Yannick Mathey and Louis-Rémi Babé — (ByteFoundry)
Founders of the open-source online typeface editor Prototypo.
Hello Louis-Rémi Babé and Yannick Mathey, how are you ?
It’s a very intense moment for us: we built a usable product in four months and a crowd-funding campaign in a month (the video, the description, some gifs, the rewards and their logistic as well as a healthy dose of communication). Now we feel excited to finally see all of our efforts go public, and we’re anxious to see how effective the campaign will be. If it fails we’d have to go back creating corporate websites, which is a lot less exciting.
Can you introduce yourselves ?
Yannick Mathey, interactive designer and freelance web designer in Lyon. During my last year at ESAD Strasbourg I stepped into the worlds of typography and development. I had a full year to finish my final year project and I took this opportunity to learn the basics of type design and code. The result is the alpha version of Prototypo that is demonstrated in this video.
Louis-Rémi Babé, I’ve been developing websites for three years now but my true passion is to create complete applications and solve intricate algorithmic problems. I’m only satisfied when I do something on the web that has never been done before (needless to say this doesn’t happen very often). I’ve contributed to some popular open-source projects in the past and now I’m the main developer of Prototypo.
What is Prototypo ?
Prototypo is an online application that allows to transform a font in a multitude of variants using just sliders. It provides enough sliders to create iconic type designs or much more experimental and surprising shapes. In a few clicks, it’s possible to produce the foundations of a unique typeface and export it to a font file that can be used directly or refined in a traditional type design software.

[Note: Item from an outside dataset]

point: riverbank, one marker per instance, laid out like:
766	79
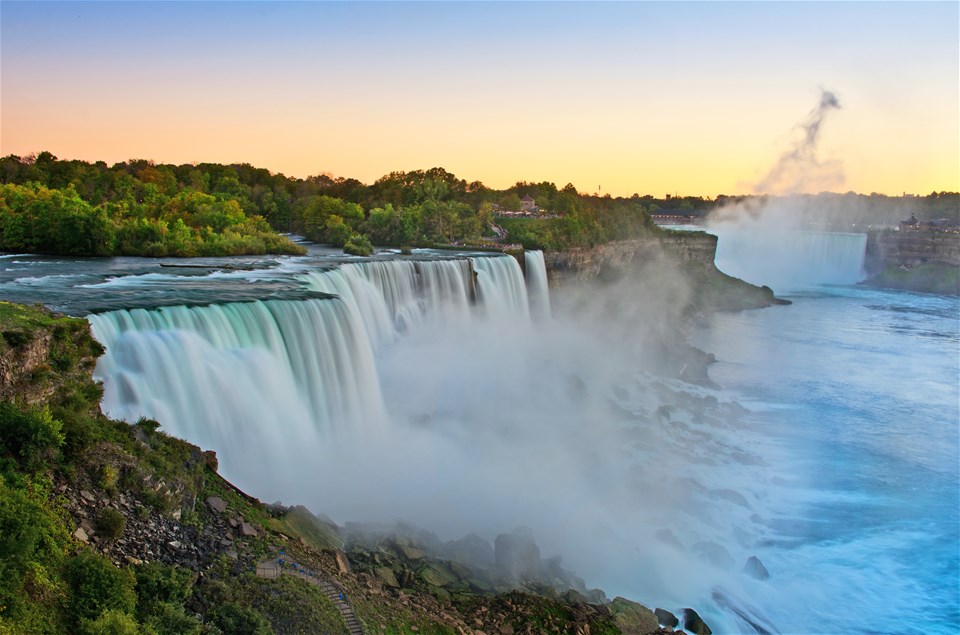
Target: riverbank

What motivated you to create Prototypo? Is it a way to make type design more accessible and more playful ?
YM: The idea comes from a personal observation: as a graphic designer working everyday with typography, it’s natural to have the desire to draw one yourself, at some point. But if you try to create a body text font you quickly realize that it’s a lot of work, and there’s a high chance you will give up before the end. If you have never studied type design, there are many essential details and optical corrections that you’ll overlook. Prototypo was imagined exactly for that: providing the foundations to get started quickly and easily on an idea, then creating a prototype that can be “manually” tweaked with classical type edition tools.

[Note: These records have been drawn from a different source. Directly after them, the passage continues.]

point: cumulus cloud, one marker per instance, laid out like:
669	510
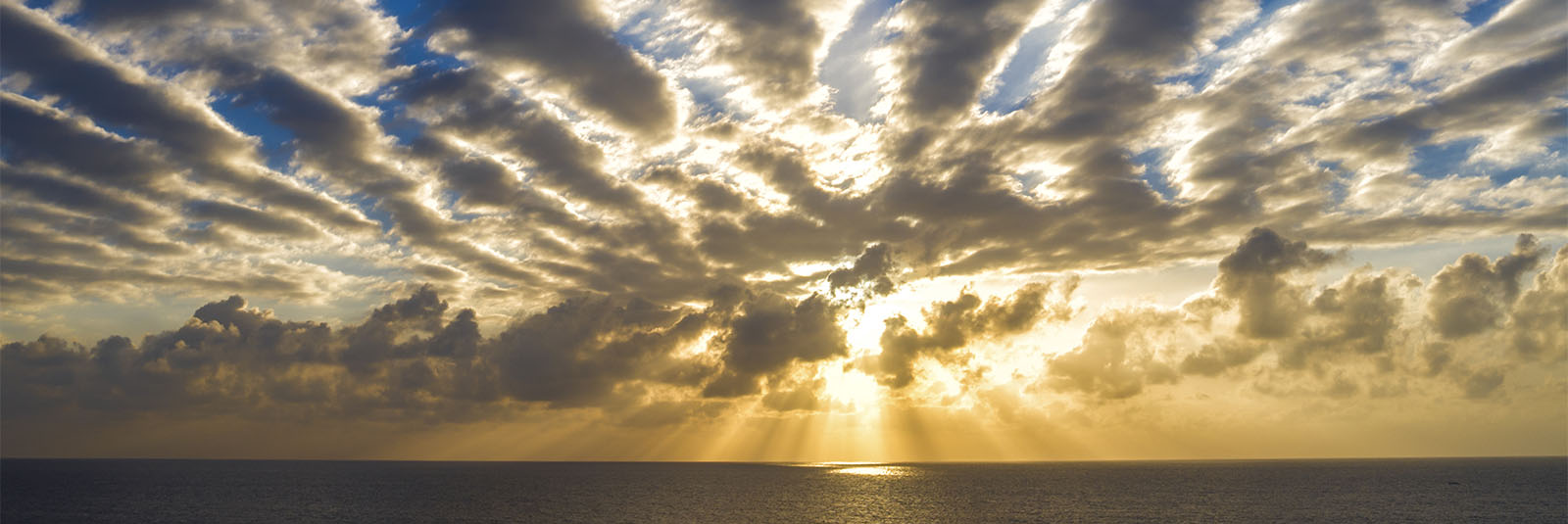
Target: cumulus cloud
564	43
1368	323
682	220
1256	276
1474	294
953	325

LRB: Yannick created Prototypo alone but what motivated me to join the project was this ability it gave to non-designers like me to start creating fonts, have fun doing it and get hooked.
Prototypo wants to be an open-source project. Can you tell us more about that ?
We wanted to make this project open-source because we believe in the benefits of sharing knowledge. Moreover, it allows other passionates, not just type designers, to improve Prototypo, build new features and create new basic font models. The idea is the more glyph template we have, the larger the possibilities of creation will be.